Molto impegnativa la terza domanda: “Come possiamo vivere una Chiesa povera e per i poveri? Quale contributo possiamo dare per affrontare la grave crisi di oggi?
A questa il Papa ha risposto in maniera articolata. Ha raccontato, citando un rabbino del 12° secolo, la storia della costruzione della Torre di Babele “Quando cadeva una torre era una tragedia nazionale, veniva punito l’operaio, perché i mattoni erano preziosi, ma se cadeva l’operaio non succedeva niente”.
Ed ha aggiunto: “se cadono gli investimenti, le banche, questa è una tragedia, se invece le famiglie stanno male, non hanno da mangiare, allora questo non fa niente”.
“Ed è questa – ha sottolineato il Papa – la nostra crisi di oggi”. In questo senso “la Chiesa povera per i poveri va contro una simile mentalità”.
“La Chiesa – ha continuato – non è un movimento politico, né una struttura ben organizzata: non è quello.
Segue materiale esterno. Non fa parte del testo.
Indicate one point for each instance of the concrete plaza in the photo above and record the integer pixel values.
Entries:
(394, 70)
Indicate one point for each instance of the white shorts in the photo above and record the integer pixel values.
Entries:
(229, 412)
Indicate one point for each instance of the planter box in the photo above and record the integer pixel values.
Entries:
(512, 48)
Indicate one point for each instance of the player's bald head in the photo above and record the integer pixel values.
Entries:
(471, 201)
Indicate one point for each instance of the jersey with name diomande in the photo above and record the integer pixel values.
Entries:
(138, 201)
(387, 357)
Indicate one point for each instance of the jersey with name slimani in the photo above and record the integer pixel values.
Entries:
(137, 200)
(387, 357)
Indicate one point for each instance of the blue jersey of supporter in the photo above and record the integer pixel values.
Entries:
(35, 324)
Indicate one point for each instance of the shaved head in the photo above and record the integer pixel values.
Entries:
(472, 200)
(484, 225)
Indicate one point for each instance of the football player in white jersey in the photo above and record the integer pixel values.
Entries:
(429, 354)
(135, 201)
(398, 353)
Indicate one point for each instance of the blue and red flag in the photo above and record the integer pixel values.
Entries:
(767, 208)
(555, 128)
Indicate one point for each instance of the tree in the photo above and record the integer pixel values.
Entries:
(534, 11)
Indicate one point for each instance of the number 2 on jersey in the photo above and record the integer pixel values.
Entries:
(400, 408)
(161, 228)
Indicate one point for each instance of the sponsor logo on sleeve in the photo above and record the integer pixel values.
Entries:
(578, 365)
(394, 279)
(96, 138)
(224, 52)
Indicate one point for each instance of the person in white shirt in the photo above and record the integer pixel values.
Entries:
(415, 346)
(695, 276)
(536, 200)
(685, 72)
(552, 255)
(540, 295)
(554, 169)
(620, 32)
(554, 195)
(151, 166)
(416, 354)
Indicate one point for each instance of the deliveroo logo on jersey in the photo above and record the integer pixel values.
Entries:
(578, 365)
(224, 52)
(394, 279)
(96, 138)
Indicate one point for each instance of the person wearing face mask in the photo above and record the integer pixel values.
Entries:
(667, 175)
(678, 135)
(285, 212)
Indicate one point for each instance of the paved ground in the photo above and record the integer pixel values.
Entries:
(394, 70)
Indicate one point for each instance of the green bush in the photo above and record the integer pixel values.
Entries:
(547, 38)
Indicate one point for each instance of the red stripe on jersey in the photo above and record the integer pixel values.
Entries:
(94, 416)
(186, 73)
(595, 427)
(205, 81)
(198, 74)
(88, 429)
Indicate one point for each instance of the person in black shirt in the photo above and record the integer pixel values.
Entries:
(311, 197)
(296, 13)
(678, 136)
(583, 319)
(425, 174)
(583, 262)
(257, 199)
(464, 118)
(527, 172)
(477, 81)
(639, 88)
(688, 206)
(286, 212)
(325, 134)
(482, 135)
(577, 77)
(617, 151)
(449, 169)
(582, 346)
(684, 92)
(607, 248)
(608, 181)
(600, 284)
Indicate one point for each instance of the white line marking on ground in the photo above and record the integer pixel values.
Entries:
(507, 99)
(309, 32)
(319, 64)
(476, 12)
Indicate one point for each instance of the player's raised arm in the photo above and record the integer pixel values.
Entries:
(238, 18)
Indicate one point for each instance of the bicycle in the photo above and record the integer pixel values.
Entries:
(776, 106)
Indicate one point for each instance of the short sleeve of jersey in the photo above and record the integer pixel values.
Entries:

Noi non siamo una ONG, e quando la Chiesa diventa una ONG perde il sale, non ha sapore, è soltanto una vuota organizzazione”.
Ha quindi messo in guardia i fedeli “siate furbi perché il diavolo ci inganna, perché c’è il pericolo dell’efficientismo, e una cosa è predicare Gesù, un’altra cosa è l’efficienza”. Ha ripetuto che “quando la Chiesa diventa chiusa si ammala, come una stanza che rimane chiusa e dove l’aria è viziata” ed ha affermato: “preferisco mille volte una Chiesa incidentata, che subisce degli incidenti, piuttosto che una Chiesa malata per chiusura”.
Secondo papa Francesco, c’è bisogno di andare incontro agli altri praticando la cultura dell’incontro e dell’amicizia, contrastando la “cultura dello scarto”, quella che emargina i deboli, gli anziani e i bambini.
Il Vescovo di Roma ha invitato tutti ad “andare incontro a chi non la pensa come noi, perché tutti sono figli di Dio, senza negoziare la nostra presenza”.
Ha definito uno “scandalo” il fatto che la morte di un barbone per il freddo, o bambini che non hanno da mangiare non facciano notizia.
Ha concluso sottolineando che “non dobbiamo essere cristiani inamidati, come persone che prendono il tè: dobbiamo essere cristiani coraggiosi, andare incontro a quelli che sono la carne di Cristo”.
All’ultima domanda “Confessare la fede: tanti nostri fratelli soffrono a causa di essa. Vorrei fare di più: ma che cosa?”. Il Papa ha risposto invitando i fedeli ad avere il coraggio di affidarsi a Dio, con pazienza e sopportazione. A questo proposito ha parlato dei martiri moderni “Loro soffrono, e ci sono più martiri oggi, che nei primi secoli della Chiesa. Più martiri. Fratelli e sorelle nostri. Soffrono. Ma il martirio non è mai una sconfitta: il martirio è il grado più alto della testimonianza che noi dobbiamo dare. E anche noi, questa esperienza ci deve portare a promuovere la libertà religiosa, per tutti, per tutti: ogni uomo e ogni donna deve essere libero nella sua confessione religiosa, qualsiasi sia”.
In conclusione, mentre la piazza gridava “Francesco, Francesco” il Papa ha detto di non gridare più Francesco, ma “Gesù, Gesù”. ”Mai più Francesco, gridate Gesù”, ha ribadito il Pontefice.